Understanding repeat sequences within genomes is critical for deciphering evolutionary patterns and genetic diversity 116, 117. In the present study, we identified 59 repeats, primarily concentrated in intergenic spacers, consistent with patterns in other legumes studied recently 82, 118, 119. A large proportion of repeats were also found in the genes namely ycf2, ndhA, ndhF, rps12, rpl22, pafI and psaA, indicating potential functional implications. The prevalence of repeats in intergenic regions highlights their role in genomic rearrangements and evolutionary dynamics 120, 121. Leveraging these conserved patterns as genetic markers can enhance phylogenetic and population studies in legumes, providing insights into chloroplast genome evolution and plant adaptation 120–122.
We identified 84 perfect SSRs, two compound SSRs, and 15 VNTRs in the chloroplast genome of winged bean.
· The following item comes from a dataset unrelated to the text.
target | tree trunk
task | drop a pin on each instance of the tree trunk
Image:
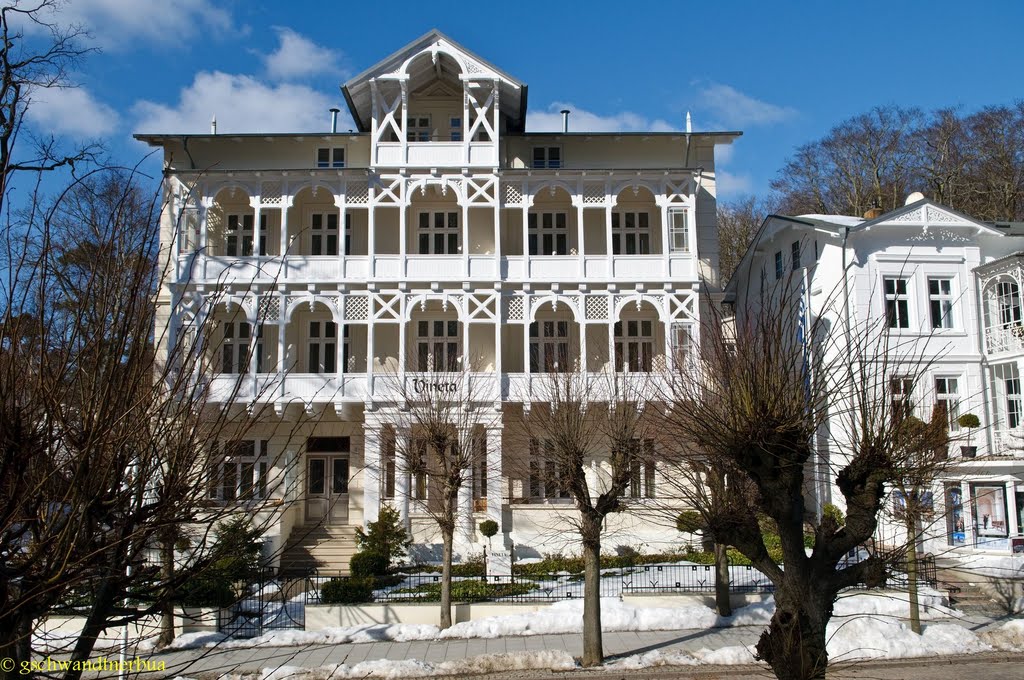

Their distribution in the LSC, SSC, and IR regions was generally similar to that observed in other legumes 99, 82, 118, 123, 124,125. Typically, a significant proportion of SSRs in genic regions consist of trinucleotide repeats, which help mitigate the detrimental effects of frame-shift mutations 126, 127. However, in our study, we found only mono- and dinucleotide repeats, predominantly concentrated in intergenic spacers and introns rather than exons. This may help counteract the detrimental effects of frame-shift mutations caused by mono- and dinucleotide repeats in genic regions 128–130. The SSR markers identified in the chloroplast genome of the winged bean are of significant advantage in evolutionary and taxonomic research due to their maternal inheritance and lower mutation rates 126, 127.
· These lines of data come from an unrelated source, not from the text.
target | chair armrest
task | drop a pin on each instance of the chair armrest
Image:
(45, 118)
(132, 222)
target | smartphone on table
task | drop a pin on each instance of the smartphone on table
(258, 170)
In conclusion, the study of the chloroplast genome of P. tetragonolobus and its comparative analysis with other legumes has provided valuable insights into the evolutionary dynamics and phylogenetic relationships within the legume family. The findings highlight the Andrews, utility of chloroplast genome sequences in deep phylogenetic analysis and support the strength of the cladistic approach to biological classification based on the hypotheses of most recent common ancestry. The observed genomic homogeneity among the leguminous species under investigation and the uniformity in GC content across different regions underscores the conserved nature of chloroplast genomes within this plant family. These results contribute to our understanding of legume systematics and emphasise the importance of combining expertise in genetics and bioinformatics to capitalise on new approaches for studying plant evolutionary biology.